Il abaissa son grand regard sur elle.

Le cri qu'elle venait d'avoir avait eu raison de ses dernières défenses. Parmi les péripéties des récents événements, la pensée d'Angélique ne l'avait pas quitté, représentant sans cesse à son esprit, le mystère de celle qu'il aimait. Ainsi il n'y avait en elle ni feinte ni calcul. Avec l'habituelle logique féminine, si particulière, mais si juste, elle venait de le mettre en face de la réalité à son endroit et lui demandait de se prononcer. En vérité, l'aurait-il souhaitée ambitieuse, méchante, âprement égoïste, comme tant de femmes dont la vie ne s'est consacrée qu'à elles-mêmes ?... Qu'aurait-il fait aujourd'hui d'une marquise en grands atours, capricieuse et frivole, lui, l'aventurier qui, une fois encore, s'apprêtait à jeter dans la balance les dés de sa fortune en s'avançant dans des contrées inexplorées ? Quelle place donner dans cette nouvelle vie à l'Angélique du passé, la charmante adolescente qui ouvrait ses yeux neufs sur un siècle plein de séduction et brûlait d'y essayer ses armes de femme, ou à celle qui, régnant sur le cœur d'un roi, avait fait du monde perverti de la Cour son champ d'action, le théâtre de ses exploits ?

*****

La terre sauvage et rude sur laquelle il l'amenait ne pouvait se suffire de cœurs mesquins et vides. Il lui fallait le dévouement.

Cette qualité de dévouement qu'il lisait dans les yeux levés vers lui. Surprenante expression, il fallait l'admettre, pour un regard qui avait toisé tant de grands de ce monde, jusqu'à les envoûter. Mais Angélique, par des chemins mystérieux, laissant aux buissons de la route les sept voiles qui enveloppaient son âme, était parvenue jusqu'à lui. Elle le fixait éperdument, attendant son verdict, et ne sachant ce qu'il pensait. Il pensait : « Les plus beaux yeux du monde ! Pour des prunelles pareilles... 35 000 piastres, ce n'était pas payer trop cher. Un roi a succombé à leur lumière... Un sultan sanguinaire s'est incliné devant leur pouvoir ».

Il posa la main sur son front comme pour échapper à leur appel, puis caressa lentement ses cheveux. Les atteintes du temps ne semblaient avoir blanchi cette chevelure que pour donner un écrin nouveau à l'éclat de ses yeux verts. Fluide parure d'or pâle et de nacre, les déesses de l'Olympe la lui auraient enviée.
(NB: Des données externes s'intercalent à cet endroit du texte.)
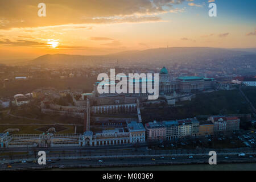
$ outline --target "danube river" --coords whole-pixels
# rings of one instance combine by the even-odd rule
[[[52,170],[59,170],[52,169]],[[84,168],[61,169],[61,170],[81,170],[81,171],[232,171],[244,170],[256,171],[256,163],[229,163],[218,164],[217,165],[203,164],[183,164],[172,166],[142,166],[142,167],[102,167],[102,168]]]

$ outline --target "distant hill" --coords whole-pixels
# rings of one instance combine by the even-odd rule
[[[251,54],[246,51],[209,47],[170,47],[129,51],[101,56],[75,55],[45,55],[28,62],[30,64],[93,65],[97,64],[119,63],[126,64],[167,64],[170,62],[193,63],[232,57]]]
[[[233,51],[246,51],[248,52],[256,53],[256,48],[235,48],[231,49]]]

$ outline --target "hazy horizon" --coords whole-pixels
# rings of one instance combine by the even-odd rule
[[[209,17],[208,5],[217,5]],[[100,55],[172,47],[256,47],[256,2],[207,0],[0,2],[1,59]]]

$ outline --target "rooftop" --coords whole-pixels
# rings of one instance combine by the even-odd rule
[[[127,125],[129,131],[143,131],[145,128],[142,123],[138,123],[137,121],[131,121],[127,122]]]
[[[183,81],[193,81],[193,80],[203,80],[204,77],[199,77],[197,76],[183,76],[177,78]]]

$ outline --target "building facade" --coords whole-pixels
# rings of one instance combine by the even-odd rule
[[[214,125],[210,121],[200,121],[198,136],[212,135],[214,134]]]
[[[240,129],[240,119],[237,117],[213,116],[208,118],[214,124],[214,131],[237,131]]]
[[[199,122],[196,118],[162,122],[155,121],[146,123],[145,128],[147,139],[149,140],[171,140],[196,136],[199,130]]]

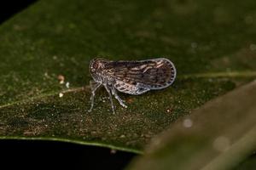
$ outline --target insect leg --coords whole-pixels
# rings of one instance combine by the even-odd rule
[[[95,92],[96,90],[102,85],[102,82],[96,82],[94,81],[90,81],[90,86],[91,88],[91,96],[90,96],[90,108],[88,110],[89,112],[90,112],[92,110],[93,105],[94,105],[94,97],[95,97]]]
[[[112,88],[111,88],[111,90],[112,90],[112,94],[113,95],[114,95],[114,98],[119,100],[119,104],[125,107],[125,108],[127,108],[127,105],[125,105],[125,104],[124,104],[124,101],[120,99],[120,97],[118,95],[113,85],[112,85]]]
[[[112,107],[112,110],[113,110],[113,113],[114,114],[115,111],[114,111],[114,105],[113,105],[113,99],[112,99],[112,94],[111,94],[111,92],[109,90],[109,88],[108,87],[107,84],[103,84],[108,95],[109,95],[109,100],[110,100],[110,103],[111,103],[111,107]]]

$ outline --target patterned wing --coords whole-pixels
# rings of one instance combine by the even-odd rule
[[[142,61],[112,61],[108,74],[120,92],[141,94],[150,89],[170,86],[176,77],[174,65],[167,59]],[[110,69],[111,68],[111,69]]]

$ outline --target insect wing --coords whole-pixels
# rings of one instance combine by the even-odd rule
[[[170,86],[176,77],[174,65],[160,58],[142,61],[113,61],[109,74],[114,88],[130,94],[141,94],[150,89],[161,89]]]

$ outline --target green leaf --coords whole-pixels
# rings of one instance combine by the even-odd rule
[[[208,102],[155,138],[131,169],[236,167],[256,150],[255,101],[256,81]]]
[[[252,0],[44,0],[0,26],[0,136],[142,152],[154,135],[256,77]],[[166,57],[173,86],[90,108],[90,60]],[[60,84],[63,75],[70,88]],[[60,93],[64,94],[60,98]]]

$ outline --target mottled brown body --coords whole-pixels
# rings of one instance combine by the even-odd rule
[[[124,107],[119,92],[138,95],[151,89],[161,89],[170,86],[175,80],[176,69],[167,59],[159,58],[141,61],[110,61],[95,59],[90,62],[90,71],[94,82],[91,83],[91,110],[96,89],[102,84],[108,91],[114,112],[112,95]],[[95,85],[93,85],[95,84]]]

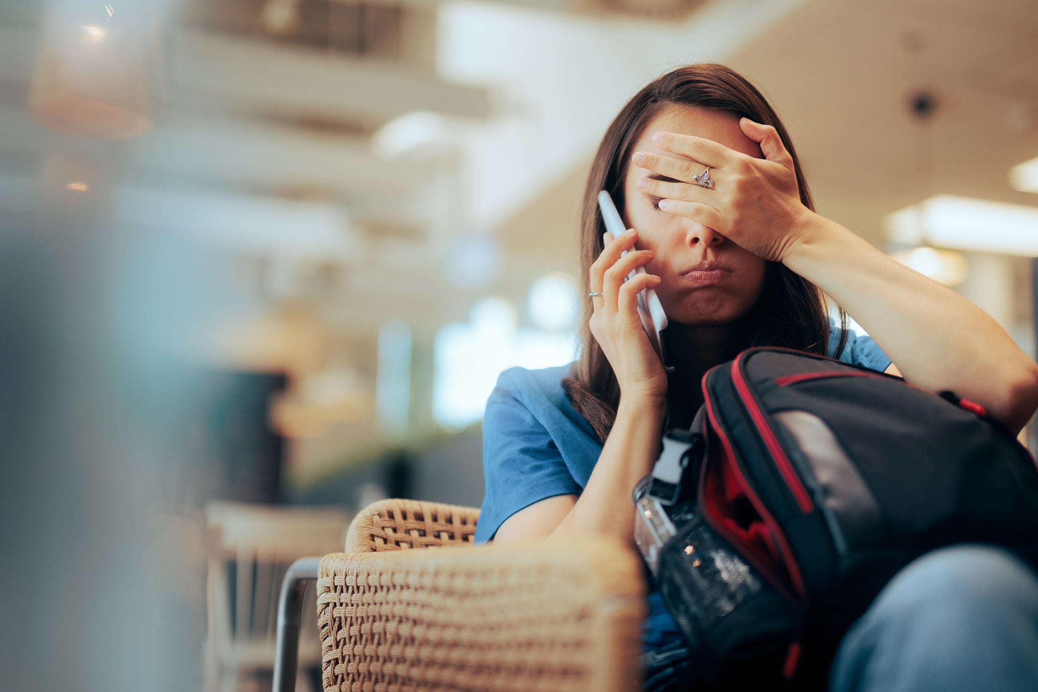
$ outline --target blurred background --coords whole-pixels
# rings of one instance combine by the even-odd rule
[[[477,506],[605,127],[696,61],[1034,356],[1028,0],[0,0],[0,687],[266,689],[288,563]]]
Il s'exalta secrètement à voir qu'elle demeurait belle même dans le désordre de l'inquiétude, comme il l'avait trouvée belle dans celui de la tempête ou de l'amour. Car sa beauté n'était plus de celles qui doivent leur perfection aux artifices de la coquetterie. La simplicité convenait à sa nouvelle splendeur, faite à la fois de sérénité et d'une passion de vivre étonnante. Il avait été si long à la découvrir, à l'accepter. Son expérience des femmes ne lui servait de rien pour comprendre celle-ci car il n'en avait jamais rencontré de semblables. Ce n'était pas parce qu'elle était tombée très bas qu'il n'avait pu la reconnaître, mais parce qu'elle était montée plus haut. Tout s'éclairait alors.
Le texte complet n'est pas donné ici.